Tempo is a Jaeger/Zipkin/OpenCensus compatible backend. It is not OpenTelemetry compatible only b/c that doesn't exist yet. Tempo ingests batches in any of the mentioned formats, buffers them and then writes them to GCS.
See the example folder for various ways to get started running tempo locally.
Tempo is built around the Cortex architecture. It vendors Cortex primarily for the ring/lifecycler code.
Distributors vendor the OpenTelemetry Collector to reuse their receiver code and then use consistent ring hashing to split up a batch and push it to ingesters based on trace id.
Ingesters batch traces until a configurable timeout is hit and then push them into a headblock. Blocks are cut periodically and shipped to the backend (gcs).
Queriers request trace ids both from ingesters and the backend and return the set of batches matching the requested trace id.

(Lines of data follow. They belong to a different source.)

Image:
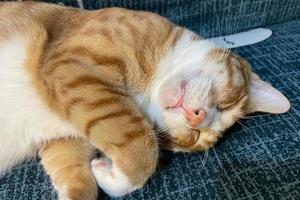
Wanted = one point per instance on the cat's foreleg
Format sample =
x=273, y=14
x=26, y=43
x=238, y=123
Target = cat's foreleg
x=67, y=162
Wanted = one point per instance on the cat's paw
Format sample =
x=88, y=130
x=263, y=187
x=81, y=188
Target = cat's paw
x=110, y=179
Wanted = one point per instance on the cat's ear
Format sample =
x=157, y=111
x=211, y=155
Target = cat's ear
x=265, y=98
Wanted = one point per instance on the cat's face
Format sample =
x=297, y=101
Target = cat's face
x=209, y=95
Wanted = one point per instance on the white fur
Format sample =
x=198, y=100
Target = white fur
x=25, y=122
x=111, y=179
x=183, y=61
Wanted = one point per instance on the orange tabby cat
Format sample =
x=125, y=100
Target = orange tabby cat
x=71, y=78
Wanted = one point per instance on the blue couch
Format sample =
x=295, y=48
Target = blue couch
x=259, y=158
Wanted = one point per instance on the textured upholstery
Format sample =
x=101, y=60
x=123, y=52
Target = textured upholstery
x=259, y=158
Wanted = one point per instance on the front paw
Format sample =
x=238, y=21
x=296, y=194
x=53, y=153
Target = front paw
x=207, y=139
x=110, y=179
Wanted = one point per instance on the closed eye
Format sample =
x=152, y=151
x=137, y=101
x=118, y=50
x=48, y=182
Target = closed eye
x=228, y=106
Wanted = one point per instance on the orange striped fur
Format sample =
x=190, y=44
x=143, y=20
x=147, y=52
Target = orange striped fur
x=99, y=71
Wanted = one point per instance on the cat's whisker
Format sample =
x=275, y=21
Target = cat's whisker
x=255, y=116
x=204, y=160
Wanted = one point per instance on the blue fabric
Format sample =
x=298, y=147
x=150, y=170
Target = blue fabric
x=208, y=17
x=259, y=158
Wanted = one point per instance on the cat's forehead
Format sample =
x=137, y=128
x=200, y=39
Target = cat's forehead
x=227, y=68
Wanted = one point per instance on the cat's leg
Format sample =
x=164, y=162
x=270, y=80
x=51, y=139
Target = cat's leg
x=130, y=145
x=114, y=124
x=67, y=161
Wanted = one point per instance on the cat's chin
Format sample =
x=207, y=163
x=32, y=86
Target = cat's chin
x=191, y=140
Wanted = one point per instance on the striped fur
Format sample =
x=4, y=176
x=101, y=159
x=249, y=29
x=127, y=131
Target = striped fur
x=73, y=81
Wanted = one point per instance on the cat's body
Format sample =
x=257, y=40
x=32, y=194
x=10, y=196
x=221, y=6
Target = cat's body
x=70, y=78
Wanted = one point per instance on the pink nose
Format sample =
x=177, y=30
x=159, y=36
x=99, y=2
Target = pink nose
x=195, y=118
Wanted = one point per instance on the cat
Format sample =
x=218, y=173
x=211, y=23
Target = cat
x=73, y=81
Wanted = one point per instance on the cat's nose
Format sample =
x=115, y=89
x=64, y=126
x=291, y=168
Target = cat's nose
x=195, y=118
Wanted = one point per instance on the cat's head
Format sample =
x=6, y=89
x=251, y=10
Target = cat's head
x=204, y=88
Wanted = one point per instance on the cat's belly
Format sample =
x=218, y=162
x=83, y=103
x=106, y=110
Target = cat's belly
x=25, y=121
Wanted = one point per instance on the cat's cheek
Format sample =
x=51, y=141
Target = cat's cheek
x=110, y=179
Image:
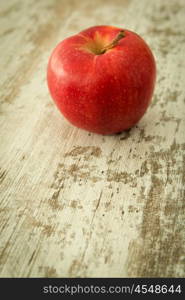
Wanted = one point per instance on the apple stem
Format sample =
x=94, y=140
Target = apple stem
x=120, y=35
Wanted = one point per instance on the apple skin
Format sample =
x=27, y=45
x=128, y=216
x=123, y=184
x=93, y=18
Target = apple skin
x=102, y=93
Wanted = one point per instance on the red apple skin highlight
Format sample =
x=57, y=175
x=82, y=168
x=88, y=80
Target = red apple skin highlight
x=101, y=92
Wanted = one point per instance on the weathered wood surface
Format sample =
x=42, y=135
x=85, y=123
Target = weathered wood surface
x=75, y=204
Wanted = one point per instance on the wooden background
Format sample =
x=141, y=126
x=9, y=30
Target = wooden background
x=76, y=204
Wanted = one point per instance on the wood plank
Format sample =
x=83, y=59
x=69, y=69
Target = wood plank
x=77, y=204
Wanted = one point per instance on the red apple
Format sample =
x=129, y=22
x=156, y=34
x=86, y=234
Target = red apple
x=102, y=78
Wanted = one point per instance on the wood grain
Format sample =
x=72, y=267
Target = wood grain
x=76, y=204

Compactors iterate over all blocks looking for candidates for compaction. They are scaleable and use a consistent ring to decide ownership of a given set of blocks.
tempo-query is jaeger-query with a hashicorp go-plugin to support querying tempo.
tempo-vulture is tempo's bird based consistency checking tool. It queries Loki, extracts trace ids and then queries tempo. It metrics 404s and traces with missing spans.
tempo-cli is place to put any utility functionality related to tempo. Currently it only supports dumping header information for all blocks from gcs.
go run ./cmd/tempo-cli -gcs-bucket ops-tools-tracing-ops -tenant-id single-tenant
TempoDB is contained in the tempo repository but is meant to be a stand alone key value database built on top of cloud object storage (gcs/s3).
If you are getting into the project it would be worth reviewing the list of issues to get a feel for existing work on Tempo. Below are some of the most important issues/features to resolve before considering Tempo Beta.
- Determine and fix the reason for partial traces
- Provide a "meta" configuration layer that tightens up config and protects Tempo from upstream changes in Cortex config. This also includes the decision about whether or not Tempo should support ring storage mechanisms besides gossip.
- Organize data storage around a page and implement a page aligned cache.
- Clean up bad blocks with the compactor. This is importtant b/c otherwise bad blocks live forever.
- Update otelcol dependency and move to otel proto. This should come with significant performance gains.
- Add a code of conduct, contributing guidelines and changelog.
And then, in order to offer hosted Tempo we would need to work out integration with Grafana.com APIs, authorization, and other things I'm not thinking of.